Quienes critican a Sánchez por pactar con Bildu o ERC, a cambio de un plato de
lentejas, son incapaces de romper con Vox, expresión más o menos camuflada del
franquismo sociológico. Aquí nadie mueve ficha, salvo paradójicamente Podemos,
que continúa siendo la formación más coherente y previsible (en este sentido
podría decirse que hasta la más ética desde el punto de vista aristotélico,
aunque no les acompañe todavía la estética).
El populismo nacionalista constituye hoy una seria
amenaza al sostenimiento de las democracias en Europa. No es creíble, aunque
teóricamente se muestre como posible, que Estados con la tradición unitaria del
Reino Unido o España se balcanicen en un futuro, al menos próximo.
Pero el
triunfo de la pasión identitaria sobre el diálogo ilustrado a la hora de elegir
a los gobernantes ha comenzado a hacer ya serios estragos. El provincianismo
cultural, la demonización del otro, la fractura de la convivencia, comienzan a
ser moneda corriente. En nombre de la libertad se vulneran las leyes que la
garantizan y se desprecian las instituciones que la protegen.
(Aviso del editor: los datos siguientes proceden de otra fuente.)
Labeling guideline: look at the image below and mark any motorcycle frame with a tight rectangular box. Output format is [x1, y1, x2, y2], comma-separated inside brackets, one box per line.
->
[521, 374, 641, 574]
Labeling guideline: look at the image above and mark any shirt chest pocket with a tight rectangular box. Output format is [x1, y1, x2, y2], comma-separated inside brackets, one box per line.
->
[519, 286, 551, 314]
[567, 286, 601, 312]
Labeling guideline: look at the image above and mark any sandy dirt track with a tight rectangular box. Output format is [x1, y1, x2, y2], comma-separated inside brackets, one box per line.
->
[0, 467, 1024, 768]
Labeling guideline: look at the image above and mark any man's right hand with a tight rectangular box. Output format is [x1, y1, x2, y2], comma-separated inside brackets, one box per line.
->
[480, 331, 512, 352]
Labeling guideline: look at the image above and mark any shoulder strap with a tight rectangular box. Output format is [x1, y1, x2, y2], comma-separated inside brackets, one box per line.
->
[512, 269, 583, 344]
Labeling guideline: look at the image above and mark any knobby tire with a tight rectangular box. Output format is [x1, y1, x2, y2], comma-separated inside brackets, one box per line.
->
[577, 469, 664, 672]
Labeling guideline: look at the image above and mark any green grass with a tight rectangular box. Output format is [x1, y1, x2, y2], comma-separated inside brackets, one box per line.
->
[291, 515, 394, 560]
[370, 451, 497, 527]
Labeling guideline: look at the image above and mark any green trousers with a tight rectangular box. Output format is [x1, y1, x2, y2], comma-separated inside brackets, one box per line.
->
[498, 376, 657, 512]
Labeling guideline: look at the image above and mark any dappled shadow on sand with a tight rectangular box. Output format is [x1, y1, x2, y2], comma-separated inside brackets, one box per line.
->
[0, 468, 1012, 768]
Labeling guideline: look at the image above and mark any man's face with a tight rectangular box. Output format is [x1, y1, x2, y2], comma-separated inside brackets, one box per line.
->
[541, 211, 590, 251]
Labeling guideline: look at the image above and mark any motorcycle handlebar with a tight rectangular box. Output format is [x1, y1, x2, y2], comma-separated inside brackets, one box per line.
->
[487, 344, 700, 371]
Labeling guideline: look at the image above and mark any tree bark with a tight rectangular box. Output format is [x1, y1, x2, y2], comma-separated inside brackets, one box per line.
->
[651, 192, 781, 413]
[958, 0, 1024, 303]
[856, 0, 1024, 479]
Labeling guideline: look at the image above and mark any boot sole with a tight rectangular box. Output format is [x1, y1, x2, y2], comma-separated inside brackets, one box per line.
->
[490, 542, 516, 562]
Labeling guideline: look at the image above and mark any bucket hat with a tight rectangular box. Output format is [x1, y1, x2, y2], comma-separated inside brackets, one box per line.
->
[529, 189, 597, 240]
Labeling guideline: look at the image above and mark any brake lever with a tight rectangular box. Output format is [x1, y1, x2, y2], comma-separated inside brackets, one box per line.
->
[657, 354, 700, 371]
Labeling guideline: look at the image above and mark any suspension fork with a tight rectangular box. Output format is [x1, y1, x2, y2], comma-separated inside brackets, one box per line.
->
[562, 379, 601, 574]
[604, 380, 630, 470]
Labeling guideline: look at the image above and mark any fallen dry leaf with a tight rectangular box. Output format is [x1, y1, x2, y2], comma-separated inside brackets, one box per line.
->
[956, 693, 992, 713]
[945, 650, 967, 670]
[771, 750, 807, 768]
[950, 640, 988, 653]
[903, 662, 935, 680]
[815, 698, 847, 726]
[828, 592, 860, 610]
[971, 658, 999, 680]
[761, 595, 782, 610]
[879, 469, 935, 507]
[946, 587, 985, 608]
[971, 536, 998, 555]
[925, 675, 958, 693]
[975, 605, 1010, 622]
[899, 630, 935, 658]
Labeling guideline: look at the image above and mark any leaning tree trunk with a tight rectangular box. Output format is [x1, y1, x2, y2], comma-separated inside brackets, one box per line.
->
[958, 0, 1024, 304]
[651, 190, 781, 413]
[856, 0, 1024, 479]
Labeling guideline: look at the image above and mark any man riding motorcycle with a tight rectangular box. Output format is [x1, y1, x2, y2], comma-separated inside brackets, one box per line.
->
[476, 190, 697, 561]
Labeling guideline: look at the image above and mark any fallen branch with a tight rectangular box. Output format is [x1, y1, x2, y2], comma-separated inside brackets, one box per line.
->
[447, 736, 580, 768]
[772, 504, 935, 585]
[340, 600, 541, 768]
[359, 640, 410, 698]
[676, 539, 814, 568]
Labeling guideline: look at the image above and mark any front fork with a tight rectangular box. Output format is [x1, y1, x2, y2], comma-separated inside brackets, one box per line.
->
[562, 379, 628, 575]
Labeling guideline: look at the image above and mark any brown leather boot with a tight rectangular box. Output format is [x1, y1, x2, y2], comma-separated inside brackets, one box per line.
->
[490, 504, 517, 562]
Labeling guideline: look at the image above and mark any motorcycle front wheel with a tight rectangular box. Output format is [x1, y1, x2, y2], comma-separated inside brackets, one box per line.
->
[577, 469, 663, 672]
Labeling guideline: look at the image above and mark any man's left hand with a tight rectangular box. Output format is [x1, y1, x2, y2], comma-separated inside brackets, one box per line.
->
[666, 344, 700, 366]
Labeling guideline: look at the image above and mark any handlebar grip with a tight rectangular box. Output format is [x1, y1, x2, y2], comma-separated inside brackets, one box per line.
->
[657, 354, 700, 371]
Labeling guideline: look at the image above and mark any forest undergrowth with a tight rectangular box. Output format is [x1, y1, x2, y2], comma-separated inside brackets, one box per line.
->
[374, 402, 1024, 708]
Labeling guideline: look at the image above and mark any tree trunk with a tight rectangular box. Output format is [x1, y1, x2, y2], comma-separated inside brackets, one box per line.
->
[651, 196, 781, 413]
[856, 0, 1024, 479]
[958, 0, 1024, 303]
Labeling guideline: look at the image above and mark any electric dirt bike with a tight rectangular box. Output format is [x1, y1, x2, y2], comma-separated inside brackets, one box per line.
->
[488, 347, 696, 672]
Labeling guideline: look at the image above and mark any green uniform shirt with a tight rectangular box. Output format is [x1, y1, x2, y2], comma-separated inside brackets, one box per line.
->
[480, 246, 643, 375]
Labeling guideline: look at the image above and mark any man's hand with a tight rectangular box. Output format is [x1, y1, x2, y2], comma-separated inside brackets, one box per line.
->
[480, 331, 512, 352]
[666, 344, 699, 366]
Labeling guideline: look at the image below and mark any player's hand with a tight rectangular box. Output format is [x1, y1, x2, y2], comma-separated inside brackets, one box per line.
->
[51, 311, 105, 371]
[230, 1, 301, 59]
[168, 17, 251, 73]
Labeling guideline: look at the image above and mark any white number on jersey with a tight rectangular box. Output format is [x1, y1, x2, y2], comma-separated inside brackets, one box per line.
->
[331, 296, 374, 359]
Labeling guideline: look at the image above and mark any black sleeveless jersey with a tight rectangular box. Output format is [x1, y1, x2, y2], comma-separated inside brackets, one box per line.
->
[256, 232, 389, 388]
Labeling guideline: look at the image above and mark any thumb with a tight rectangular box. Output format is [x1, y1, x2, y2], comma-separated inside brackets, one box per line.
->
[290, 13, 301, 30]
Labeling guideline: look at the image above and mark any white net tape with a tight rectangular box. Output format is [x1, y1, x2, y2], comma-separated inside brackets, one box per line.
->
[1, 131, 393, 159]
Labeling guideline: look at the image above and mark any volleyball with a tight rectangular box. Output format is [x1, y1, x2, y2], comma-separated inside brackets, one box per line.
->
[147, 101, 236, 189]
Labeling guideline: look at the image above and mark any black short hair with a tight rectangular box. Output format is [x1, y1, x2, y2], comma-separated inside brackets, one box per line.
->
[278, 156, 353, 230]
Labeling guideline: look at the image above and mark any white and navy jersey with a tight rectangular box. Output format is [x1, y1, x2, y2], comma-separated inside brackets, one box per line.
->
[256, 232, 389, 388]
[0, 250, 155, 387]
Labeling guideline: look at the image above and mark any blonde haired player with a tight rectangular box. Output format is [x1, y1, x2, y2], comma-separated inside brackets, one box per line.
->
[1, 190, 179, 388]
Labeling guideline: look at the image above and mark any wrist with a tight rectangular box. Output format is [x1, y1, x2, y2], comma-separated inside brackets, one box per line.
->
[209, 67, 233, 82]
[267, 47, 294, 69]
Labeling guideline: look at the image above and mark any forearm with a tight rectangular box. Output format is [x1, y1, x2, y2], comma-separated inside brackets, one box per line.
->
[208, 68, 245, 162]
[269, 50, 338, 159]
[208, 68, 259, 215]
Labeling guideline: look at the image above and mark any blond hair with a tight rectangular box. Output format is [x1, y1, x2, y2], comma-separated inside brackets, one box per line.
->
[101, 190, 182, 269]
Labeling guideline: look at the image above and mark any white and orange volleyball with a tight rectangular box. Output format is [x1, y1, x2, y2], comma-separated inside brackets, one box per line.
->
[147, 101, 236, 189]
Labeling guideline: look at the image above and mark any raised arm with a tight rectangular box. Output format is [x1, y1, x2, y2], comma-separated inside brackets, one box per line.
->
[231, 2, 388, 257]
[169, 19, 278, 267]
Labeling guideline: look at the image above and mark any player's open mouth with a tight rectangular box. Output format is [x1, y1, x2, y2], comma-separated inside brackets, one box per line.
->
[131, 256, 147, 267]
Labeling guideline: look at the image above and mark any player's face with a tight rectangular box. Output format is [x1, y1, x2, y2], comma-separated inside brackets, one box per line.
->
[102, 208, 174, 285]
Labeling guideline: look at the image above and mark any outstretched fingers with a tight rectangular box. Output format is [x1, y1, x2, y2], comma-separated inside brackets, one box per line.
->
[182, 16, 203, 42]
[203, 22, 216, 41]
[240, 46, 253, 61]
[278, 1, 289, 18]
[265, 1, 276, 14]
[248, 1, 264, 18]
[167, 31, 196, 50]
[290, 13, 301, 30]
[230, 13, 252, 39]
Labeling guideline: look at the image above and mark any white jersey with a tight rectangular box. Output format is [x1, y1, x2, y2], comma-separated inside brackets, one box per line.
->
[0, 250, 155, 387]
No es posible que un partido de la izquierda más
que centenario como el PSOE se rinda ante la carcundia nacionalista y la
fatuidad supuestamente heroica de quienes una y otra vez a lo largo de la
historia han propiciado repetidamente la demolición de nuestro sistema de
libertades. Ni tampoco que una derecha democrática y liberal capitule de nuevo
ante la España profunda, reaccionaria y cavernícola que abomina de todo el que
no piense igual que ella. El PP y el PSOE deberían recuperar el espíritu que
hizo posible la Transición democrática y aprender a defender el interés general
de los españoles y la Constitución de 1978 en vez de servir solo a las
mezquinas aspiraciones que parecen moverles. El enemigo es el nacionalismo
provinciano y radical, catalán, vasco o español. Y está a las puertas.